D'une contestation don quichotte

L'héritage de l'histoire c'est que les puissants ne peuvent se targuer de droits qu'à condition de respecter les devoirs de leur charge, conserver cet équilibre social est de leur intérêt pour conserver leurs fonctions et postes, les réformistes, tel Rousseau, des siècles des Lumières, (qui comme son nom l'indique représente 100 ans de débats intellectuels je dis ça pour ceux qui le contestent en citant les limitations d'un Voltaire) réclamaient au pouvoir de concéder quelques contre pouvoirs pour renforcer la légitimité royale. Précisément parce qu'elle se voulait absolue et divine, il fallait qu'elle soit juste. A mémoriser mécaniquement les pièces de théâtre de l'époque c'est en oublier le sens.


Notre siècle constitue une rupture franche, sur laquelle un Piketty et d'autres, économistes plus que philosophes, mais tout de même héritiers culturels de notre histoire des idées alertent les nouveaux pouvoirs des dangers qu'ils encourent à prétendre pouvoir gouverner en tout, en rompant le liant de contre pouvoirs, négociations et compromis qui font le lien social.

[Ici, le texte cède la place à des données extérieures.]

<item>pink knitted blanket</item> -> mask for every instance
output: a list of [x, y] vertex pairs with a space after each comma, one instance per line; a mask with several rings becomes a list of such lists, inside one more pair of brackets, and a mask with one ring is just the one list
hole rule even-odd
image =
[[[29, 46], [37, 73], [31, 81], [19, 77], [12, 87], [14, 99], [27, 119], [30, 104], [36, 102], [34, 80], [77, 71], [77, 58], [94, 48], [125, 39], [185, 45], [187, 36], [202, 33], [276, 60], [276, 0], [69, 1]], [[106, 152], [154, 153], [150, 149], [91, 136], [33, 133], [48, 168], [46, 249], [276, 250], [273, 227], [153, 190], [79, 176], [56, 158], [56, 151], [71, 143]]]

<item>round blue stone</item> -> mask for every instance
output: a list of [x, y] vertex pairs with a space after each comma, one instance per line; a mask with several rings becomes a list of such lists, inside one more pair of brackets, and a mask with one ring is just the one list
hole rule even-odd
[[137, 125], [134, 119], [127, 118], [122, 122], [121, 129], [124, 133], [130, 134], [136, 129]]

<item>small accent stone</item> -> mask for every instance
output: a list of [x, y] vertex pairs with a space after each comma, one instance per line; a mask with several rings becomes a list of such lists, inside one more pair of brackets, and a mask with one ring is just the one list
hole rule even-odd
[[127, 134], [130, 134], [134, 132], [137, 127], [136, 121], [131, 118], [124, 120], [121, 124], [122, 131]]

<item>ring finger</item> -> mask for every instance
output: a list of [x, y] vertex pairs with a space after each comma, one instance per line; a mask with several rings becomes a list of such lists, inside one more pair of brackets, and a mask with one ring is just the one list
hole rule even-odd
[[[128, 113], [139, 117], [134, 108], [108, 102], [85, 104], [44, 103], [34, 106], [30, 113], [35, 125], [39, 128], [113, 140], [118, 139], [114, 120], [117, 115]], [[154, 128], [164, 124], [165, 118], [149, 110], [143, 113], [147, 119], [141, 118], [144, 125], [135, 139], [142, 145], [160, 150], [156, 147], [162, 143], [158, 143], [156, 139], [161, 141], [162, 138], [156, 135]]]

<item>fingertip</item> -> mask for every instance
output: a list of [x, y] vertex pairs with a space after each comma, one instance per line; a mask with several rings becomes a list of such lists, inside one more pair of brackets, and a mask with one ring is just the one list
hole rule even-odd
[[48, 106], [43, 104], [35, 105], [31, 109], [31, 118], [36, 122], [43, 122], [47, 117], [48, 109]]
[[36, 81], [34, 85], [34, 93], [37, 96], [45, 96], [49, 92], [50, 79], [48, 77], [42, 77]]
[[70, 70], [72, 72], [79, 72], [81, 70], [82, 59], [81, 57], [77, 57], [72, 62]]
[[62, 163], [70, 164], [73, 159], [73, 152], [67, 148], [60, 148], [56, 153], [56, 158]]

Le système financier et c'est ce qui est nouveau est un pouvoir sans tête, il n'a que des agents dont la plus ou moins grande intelligence, leur fait anticiper (Attali) ou acter (Macron) ses besoins autonomes, y compris dans ses exigences socio-financiaro-industrielles, le contester c'est ne viser personne ou tout au plus ses Kapo anonymes à tel point qu'objectivement aucune communauté n'étant plus ciblable, puisque le système n'est personne, l'on voit des dirigeants d'extrême droite y renoncer, réduits à se préoccuper d'habillement, de lieux de prières et de sécurité au risque de se ridiculiser lorsqu'ils prétendent mettre le système au service du peuple.


Dès lors sa contestation politique institutionnelle pas plus que sa légitimation n'a d'objet, la représentation nationale voir transnationale n'ayant plus de prise sur le mouvement du monde, l'individu citoyen se détourne de tout engagement fut-il électoral.


Dépourvue d'une stratégie intellectuelle destinée à le démanteler échelon par échelon, critère par critère, étape par étape, bloc géographique par bloc géographique sa force étant par sa mondialisation d'être toujours plus fort que n'importe laquelle de chaque entité, oubliant de prendre le pouvoir pour le mettre en échec en étant acteur d'une spéculation qui le mettrait bas (imaginez la grèce consacrant ses ressources à racheter des obligations pourries, sa faillite en deviendrait impossible) pour le refonder sur une régulation égalitaire des revenus et des besoins, sa contestation radicale donne l'image de preux chevaliers militants se battant contre les reliques d'un pouvoir passé, réalités-reliques-moulins à vent du présent masquant le fait que le patronat comme le salarié courent après une rentabilité que personne ne décide mais que tous définissent, les chefs de file politique contestataires nous faisant croire que le combat contre les inégalités de contrepartie sont bien plus importants que la lutte contre le substrat qui y préside... lui permettant ainsi de se perpétuer.

L'avenir radieux qu'il nous ouvrent participe à la robotisation de nos vies exigée par un système intelligence artificielle soumettant tout un chacun même si le graal de revenus plus égalitaires était atteint.

A ces défauts d'existentialité humaine répondent à la marge comme des objets échoués les retours vers ou à (la terre, le bio, le troc, les vrais gens etc...) ou sinon la projection immédiate de l' anéantissement programmé de l'individu dans l'acte terroriste dont l'auteur accélère sur lui-même l'explosive objectivation y compris protestataire, n'être qu'un agent de ce système ou d'un système symétrique est à ce point invivable qu'il vaudrait mieux se faire sauter, anéantir son être, tel est le message, les autres à égalité avec lui-même n'ayant pas plus d'existence possible. No future.